[Mozilla Bug #131761] Buffer Overflow in Geck/Netscape 5.0/6.0?

From: Jonathan A. Zdziarski (jonathanat_private)
Date: Mon Mar 18 2002 - 13:27:49 PST

Next message: itojunat_private: "Re: TCP Connections to a Broadcast Address on BSD-Based Systems"

Previous message: Fletcher, Stephen J: "RE: Identifying Kernel 2.4.x based Linux machines using UDP"
Messages sorted by: [ date ] [ thread ] [ subject ] [ author ]

After performing some additional testing and parsing the feedback I've
received from the list, it looks like only the following are affected:

- Netscape 6.0 - 6.21 (Tested on Windows XP and RedHat 7.2)

- Mozilla Build 2001090111 (Included with RedHat 7.2)

And the following are not affected:

- Mozilla 0.9.9 (Tested on RedHat 7.1, 7.2, and Debian)

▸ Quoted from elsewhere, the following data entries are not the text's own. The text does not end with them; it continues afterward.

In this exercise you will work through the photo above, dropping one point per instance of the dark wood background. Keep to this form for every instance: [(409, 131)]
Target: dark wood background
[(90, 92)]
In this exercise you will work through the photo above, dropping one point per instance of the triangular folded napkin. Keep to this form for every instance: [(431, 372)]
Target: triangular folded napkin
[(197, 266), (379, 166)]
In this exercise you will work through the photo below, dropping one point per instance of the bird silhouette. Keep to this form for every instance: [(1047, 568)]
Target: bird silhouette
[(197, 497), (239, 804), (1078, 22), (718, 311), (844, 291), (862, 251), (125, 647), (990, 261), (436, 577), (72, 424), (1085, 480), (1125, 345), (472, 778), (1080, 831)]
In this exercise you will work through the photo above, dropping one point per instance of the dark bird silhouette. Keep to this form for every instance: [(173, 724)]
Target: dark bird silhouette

Not yet sure about at what version this changed.  I'm hoping someone at
Mozilla can confirm that it was truly fixed in 0.9.9 and not just
inadvertantly changed where it could pop up somewhere else or under
different circumstances.  I don't see this being reported anywhere else
(security focus lists), and can't seem to find any mention of it in any
release notes for mozilla.

If it has been fixed, it appears that it hasn't propogated to Netscape
yet, and RedHat probably should include the newer version (as I'm sure
they will) of the browser with future distributions.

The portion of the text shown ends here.